Two charged in New York with luring NHL players into scam
NEW YORK (AP) -- Two con men cheated several former and current National Hockey League players out of at least $15 million by persuading them to invest in a phony Hawaiian real estate venture and other scams, then diverting the funds into their own pockets, prosecutors said Wednesday.
Financial adviser Philip Kenner used the players' money to make his own investment in a tequila company in Mexico, investigators wrote in court papers. Former race car driver Tommy Constantine took money to finance racing teams in California, they added.
"Kenner exploited his personal relationships with these players in pursuit of his own lucre," George Venizelos, head of the New York FBI office, said in a statement announcing the arrests.
FBI agents picked up Kenner, 43, and Constantine, 47, on Wednesday morning at their homes in Scottsdale, Ariz. They were awaiting a court appearance in Phoenix on wire fraud and money laundering charges filed in federal court in Brooklyn.
Constantine maintains his innocence, said his New York City lawyer, Edward J.M. Little.
"We're really shocked the federal prosecutors have gone forward with this case," Little said. "We've been in discussions with them a long time and attempting to cooperate."
The name of Kenner's attorney wasn't immediately available.
Court papers didn't name the alleged victims. But in recent years, several players have publicly challenged Kenner and Constantine with civil lawsuits.

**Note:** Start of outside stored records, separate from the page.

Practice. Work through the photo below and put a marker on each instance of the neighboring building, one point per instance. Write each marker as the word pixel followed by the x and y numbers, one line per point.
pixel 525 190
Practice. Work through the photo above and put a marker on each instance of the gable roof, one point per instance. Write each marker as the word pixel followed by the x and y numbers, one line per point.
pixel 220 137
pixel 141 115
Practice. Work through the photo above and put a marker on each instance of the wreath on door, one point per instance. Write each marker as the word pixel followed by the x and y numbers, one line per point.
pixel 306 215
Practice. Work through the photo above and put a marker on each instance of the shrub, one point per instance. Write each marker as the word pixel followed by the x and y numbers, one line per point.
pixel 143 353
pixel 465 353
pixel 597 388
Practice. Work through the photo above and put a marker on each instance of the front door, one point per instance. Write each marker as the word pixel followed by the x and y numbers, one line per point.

Former NHL star Joe Juneau accused Kenner of financial fraud in a 2008 lawsuit filed in Los Angeles. Another retired player, Owen Nolan, won a $2.8 million arbitration claim against Kenner. And former player Ethan Moreau has brought similar claims against Constantine.

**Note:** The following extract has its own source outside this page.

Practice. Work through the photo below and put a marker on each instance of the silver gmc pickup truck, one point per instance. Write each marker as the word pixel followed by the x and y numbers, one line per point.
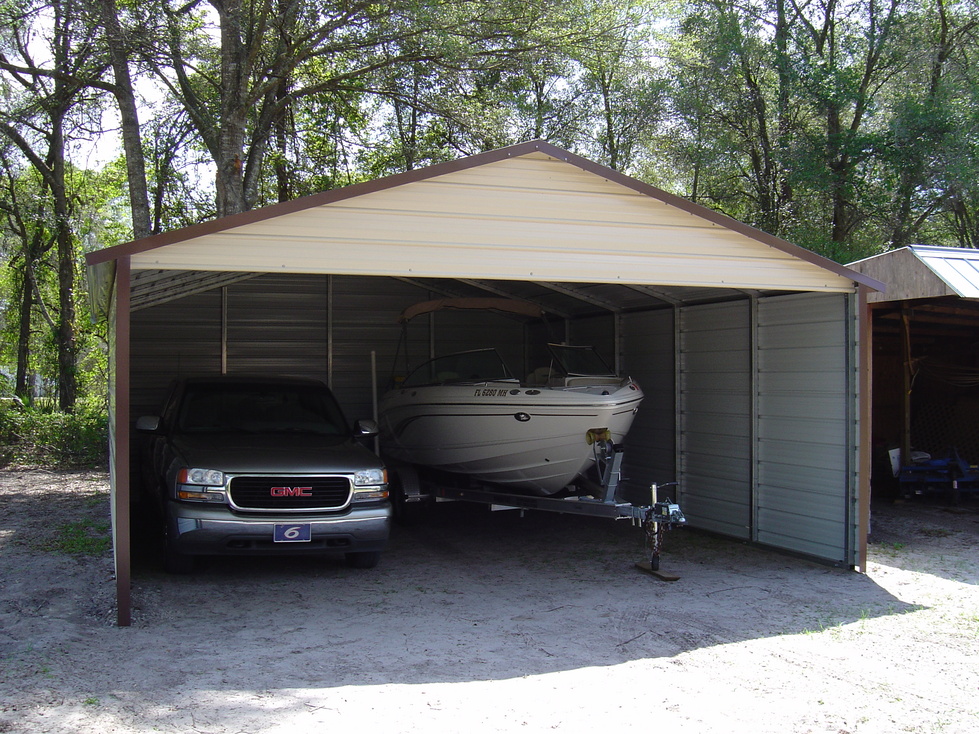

According to court papers filed last year, the Securities and Exchange Commission was investigating allegations that Kenner and others had solicited $20 million from 19 investors for a phony Mexican real estate venture, then kept the money for themselves.
In the latest court papers, prosecutors allege the seeds of the fraud date to the late 1980s, when Kenner and Juneau were college roommates before Juneau went on to have a long career playing with the Boston Bruins, the Washington Capitals and other NHL teams. Kenner used the connection to start an investment firm catering to pro players, the papers say.

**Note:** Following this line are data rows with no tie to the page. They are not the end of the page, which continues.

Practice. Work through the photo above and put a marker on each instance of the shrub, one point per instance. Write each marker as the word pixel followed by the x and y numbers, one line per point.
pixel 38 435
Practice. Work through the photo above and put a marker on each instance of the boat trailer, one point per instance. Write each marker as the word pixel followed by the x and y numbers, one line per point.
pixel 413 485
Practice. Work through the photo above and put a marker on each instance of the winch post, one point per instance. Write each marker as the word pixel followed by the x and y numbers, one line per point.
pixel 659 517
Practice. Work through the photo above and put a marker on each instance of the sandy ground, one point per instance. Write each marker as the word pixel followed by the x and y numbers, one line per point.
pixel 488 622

Kenner talked the players into investing in Hawaiian land that he told them would be developed and resold for a hefty profit, the papers say. He instead funneled about $2 million to a holding company run by Constantine, they say.
Aside from race cars, Constantine "also used the money to make payments on personal mortgages and to pay for meals, limousines, rental cars and cellular telephone expenses," the papers say.
Kenner persuaded the hockey players to also invest a Constantine-owned company that sold prepaid debit cards and to donate to a legal defense fund for a player tied up in litigation over his investments, the paper say. The men stole millions of dollars of that money to invest in the tequila company and to pay hotel, airline and other bills, they say.
In arguing that both men should be jailed without bail, prosecutors alleged that Kenner has access to large amounts of cash and a network of associates in Mexico, factors that make him a flight risk. They claim he told one associate that "at a moment's notice, he could pack his duffel bag full of money, get in his car and never be seen again," the court papers say.
The papers also cite Constantine's conviction and sentence to six years in prison on a drug-trafficking charge in 1993.